TIP: Use the asset “Perfect Culling” in the unity store. It’s superior to unity’s umbra occlusion culling in every way: It has little to no overhead at all, so no matter how big your project, it’s worth it. It also does a much better job in the culling process.
- Both: Camera far/near clipping plane. Set it to a sensible value based on your testing.
- Both: Dynamic render pass culling. Only 2021.2 and up.
This skips rendering passes based on what’s visible for the camera. Find it at the bottom of HDRP global settings.
- Both: Be careful with what features you use, don’t just enable whatever with no consideration.
For example, realtime reflection probes are far too expensive and are only really viable for testing, demos.
And maybe your artistic blur at 0.001 intensity needs to take a backseat and get disabled
- Both: Forward/Deferred. Does your project use a lot of realtime lights?should use deferred then.
- Both: many features cost quite a bit more with little to no visual differences. Medium to high for many things is a large performance increase, but a very hard to notice visual upgrade. Medium is good
- CPU: SRP batcher: If your scene is heavy, and you can’t just reduce drawcalls as you need it for your scene. then SRP batcher (enabled by default) is really good! Good CPU gains. Big improvement to draw call performance. When creating your level, you can get away with using many materials, as you need, but with the same shader variant. And in general try to use the least number of shaders you can get away with. Check the SRP batcher documentation page, a lot of helpful info.
Edit 2:
- Both: This is less useful with HDRP since we have shadow caching, but still useful.
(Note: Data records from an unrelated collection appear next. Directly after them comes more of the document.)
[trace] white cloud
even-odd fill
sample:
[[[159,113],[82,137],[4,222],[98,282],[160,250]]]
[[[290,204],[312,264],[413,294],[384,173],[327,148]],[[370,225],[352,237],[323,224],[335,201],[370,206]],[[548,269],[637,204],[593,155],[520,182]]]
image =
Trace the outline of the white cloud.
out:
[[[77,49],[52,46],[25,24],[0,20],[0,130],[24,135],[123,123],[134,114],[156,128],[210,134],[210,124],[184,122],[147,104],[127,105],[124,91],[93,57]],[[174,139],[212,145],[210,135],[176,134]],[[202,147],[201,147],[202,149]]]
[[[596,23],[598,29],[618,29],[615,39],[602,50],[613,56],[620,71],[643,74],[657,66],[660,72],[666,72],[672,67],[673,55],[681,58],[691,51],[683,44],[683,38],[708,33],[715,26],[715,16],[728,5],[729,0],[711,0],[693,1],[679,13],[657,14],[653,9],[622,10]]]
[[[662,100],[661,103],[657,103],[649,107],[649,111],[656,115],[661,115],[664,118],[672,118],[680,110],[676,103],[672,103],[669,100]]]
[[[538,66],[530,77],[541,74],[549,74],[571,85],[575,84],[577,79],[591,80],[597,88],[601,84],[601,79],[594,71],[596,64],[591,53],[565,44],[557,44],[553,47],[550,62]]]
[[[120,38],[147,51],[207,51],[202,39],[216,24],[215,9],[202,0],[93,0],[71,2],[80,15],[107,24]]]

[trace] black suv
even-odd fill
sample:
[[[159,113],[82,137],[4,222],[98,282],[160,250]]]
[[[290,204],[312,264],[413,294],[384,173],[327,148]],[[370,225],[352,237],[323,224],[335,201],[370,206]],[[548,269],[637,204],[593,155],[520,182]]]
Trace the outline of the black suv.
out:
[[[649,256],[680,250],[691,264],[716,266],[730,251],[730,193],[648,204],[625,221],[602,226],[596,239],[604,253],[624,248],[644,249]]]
You can use shadow proxies, which are just objects/cubes/planes with the mesh set as Shadows Only. And use that to setup your shadows. Benefit is, you use little to no realtime shadows. Disable them on your game objects. The idea is to disable “shadow casting” on most of your objects and replace it with a few planes/cubes to create shadows for your world. Obviously, it won’t be as good or accurate.
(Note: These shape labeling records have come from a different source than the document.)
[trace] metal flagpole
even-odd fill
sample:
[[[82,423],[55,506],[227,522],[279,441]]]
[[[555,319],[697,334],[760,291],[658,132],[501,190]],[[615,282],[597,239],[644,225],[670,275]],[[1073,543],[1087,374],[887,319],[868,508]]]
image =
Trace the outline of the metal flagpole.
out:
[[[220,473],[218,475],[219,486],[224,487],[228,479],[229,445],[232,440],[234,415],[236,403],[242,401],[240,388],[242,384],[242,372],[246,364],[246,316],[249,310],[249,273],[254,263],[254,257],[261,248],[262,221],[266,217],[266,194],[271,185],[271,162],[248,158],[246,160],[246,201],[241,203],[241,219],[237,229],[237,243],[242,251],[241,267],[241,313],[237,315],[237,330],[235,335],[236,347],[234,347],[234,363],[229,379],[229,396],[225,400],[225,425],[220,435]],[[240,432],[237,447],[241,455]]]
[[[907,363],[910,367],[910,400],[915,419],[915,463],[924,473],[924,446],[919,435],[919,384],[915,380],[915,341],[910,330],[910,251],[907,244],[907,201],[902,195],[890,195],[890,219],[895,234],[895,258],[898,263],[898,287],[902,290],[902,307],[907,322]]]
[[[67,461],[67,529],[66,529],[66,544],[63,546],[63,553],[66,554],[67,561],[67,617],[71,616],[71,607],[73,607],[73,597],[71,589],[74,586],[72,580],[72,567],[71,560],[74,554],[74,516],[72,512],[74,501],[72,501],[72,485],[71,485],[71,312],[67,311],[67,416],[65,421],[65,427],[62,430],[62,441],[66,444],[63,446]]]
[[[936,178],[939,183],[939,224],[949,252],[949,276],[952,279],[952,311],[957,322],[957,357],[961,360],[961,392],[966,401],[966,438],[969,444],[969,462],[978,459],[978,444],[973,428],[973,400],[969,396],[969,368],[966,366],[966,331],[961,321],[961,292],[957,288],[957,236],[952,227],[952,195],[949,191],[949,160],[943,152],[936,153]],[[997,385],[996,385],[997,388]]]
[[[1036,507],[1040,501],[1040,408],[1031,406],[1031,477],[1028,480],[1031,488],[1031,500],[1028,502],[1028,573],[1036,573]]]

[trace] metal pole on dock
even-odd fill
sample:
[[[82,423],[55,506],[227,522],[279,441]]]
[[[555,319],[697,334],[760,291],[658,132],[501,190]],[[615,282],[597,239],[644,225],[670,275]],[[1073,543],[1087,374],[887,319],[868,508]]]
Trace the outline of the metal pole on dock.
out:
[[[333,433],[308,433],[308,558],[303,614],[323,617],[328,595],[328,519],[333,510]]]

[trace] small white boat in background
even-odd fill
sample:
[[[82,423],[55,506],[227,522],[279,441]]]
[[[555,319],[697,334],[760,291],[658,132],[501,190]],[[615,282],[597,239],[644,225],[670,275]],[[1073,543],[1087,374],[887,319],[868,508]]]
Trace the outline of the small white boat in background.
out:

- VRAM: In your camera frame settings (+global settings and active HDRP asset settings), check for features you aren’t using and disable them. Also helps with game size/VRAM.
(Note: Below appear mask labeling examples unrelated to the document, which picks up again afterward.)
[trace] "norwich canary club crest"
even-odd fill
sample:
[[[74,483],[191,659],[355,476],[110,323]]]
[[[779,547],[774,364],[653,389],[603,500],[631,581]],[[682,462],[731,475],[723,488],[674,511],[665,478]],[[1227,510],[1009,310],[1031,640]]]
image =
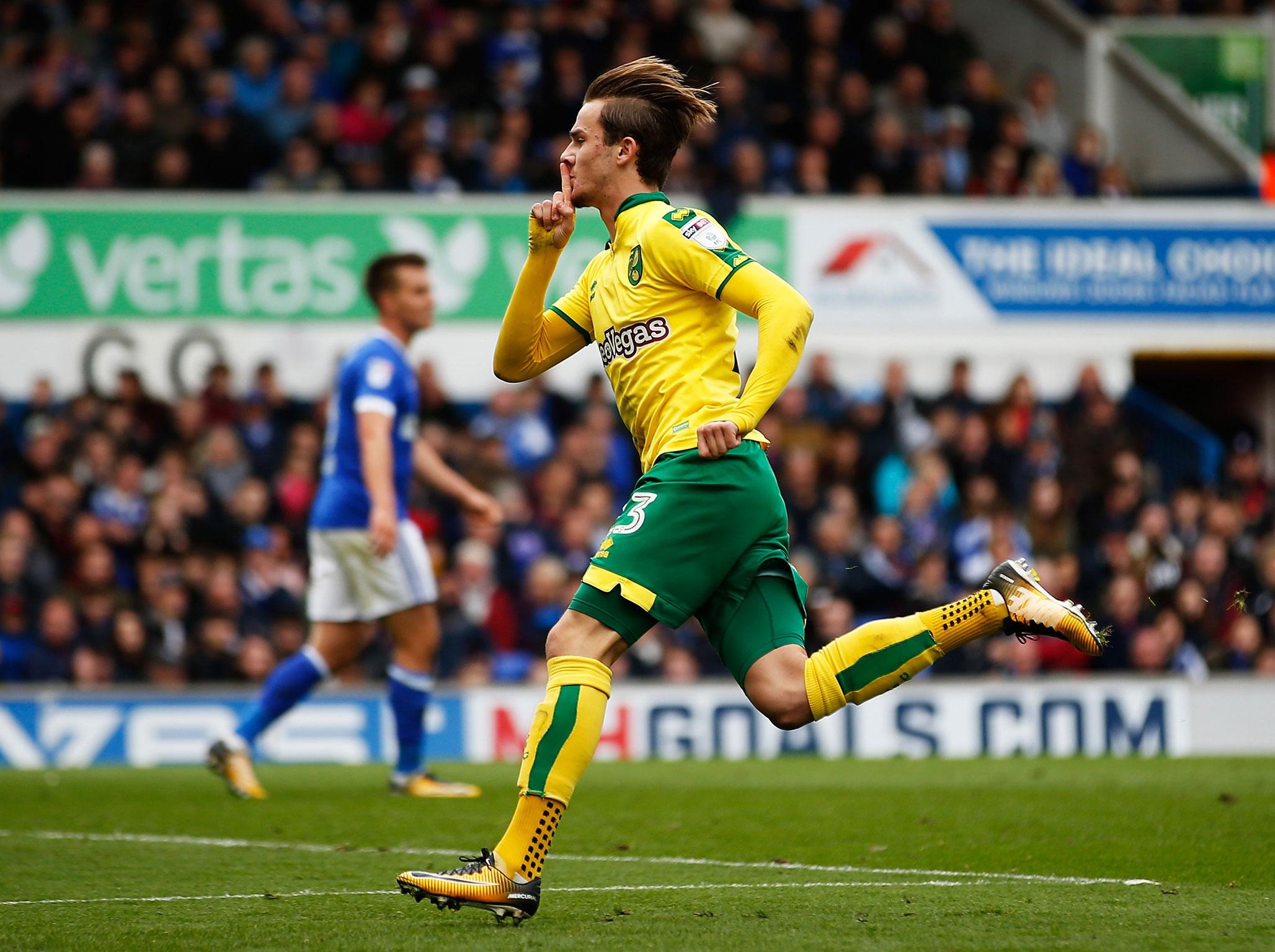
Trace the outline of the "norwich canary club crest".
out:
[[[634,245],[629,252],[629,283],[638,287],[641,280],[641,245]]]

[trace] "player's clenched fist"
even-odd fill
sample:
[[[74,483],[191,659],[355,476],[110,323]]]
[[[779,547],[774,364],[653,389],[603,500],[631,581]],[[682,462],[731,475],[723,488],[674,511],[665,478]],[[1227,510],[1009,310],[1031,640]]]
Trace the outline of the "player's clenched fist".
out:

- VRAM: In 2021.2 and before, all your HDRP assets assigned in ‘quality’ are using VRAM as if they’re all active. If you’re only using one of them, remove the others.
- Both/Terrain: Are you using a big terrain? If you are, check out the ‘Pixel error’ parameter in the terrain settings. When your terrain is textured, it’s pretty hard to notice the difference. You can most likely reduce polygons by 10-35% or more while retaining the same visuals. Experiment and choose the right value for your project.
- VRAM(experimental, possibly not a good idea): HDRP has texture streaming, in case you need it – for those who didn’t know
- CPU: Keep an eye on how much garbage you generate each frame from your own scripts. Try to keep it as low as possible. Also worth checking incremental garbage collection, I believe it’s in “player” settings – enabled by default in recent versions, usually it’s beneficial to keep it on.
HDRP rendering code should generate no garbage, if it does, report it as a bug.
- CPU: There are things you don’t really need to do every single frame, even if they’re in update – anything that has to be in update, and is expensive, consider the viability of running it every now and then, depending on your project ofc.
- Both: If you’re creating your own shaders, keep an eye on their complexity and performance costs, usually this isn’t an issue but it’s good to remember.
- Both: Check out global settings, it usually has a bunch of post processing – you can keep what you want, but disable the ones you don’t - in particular it has motion blur which is quite expensive relative to others.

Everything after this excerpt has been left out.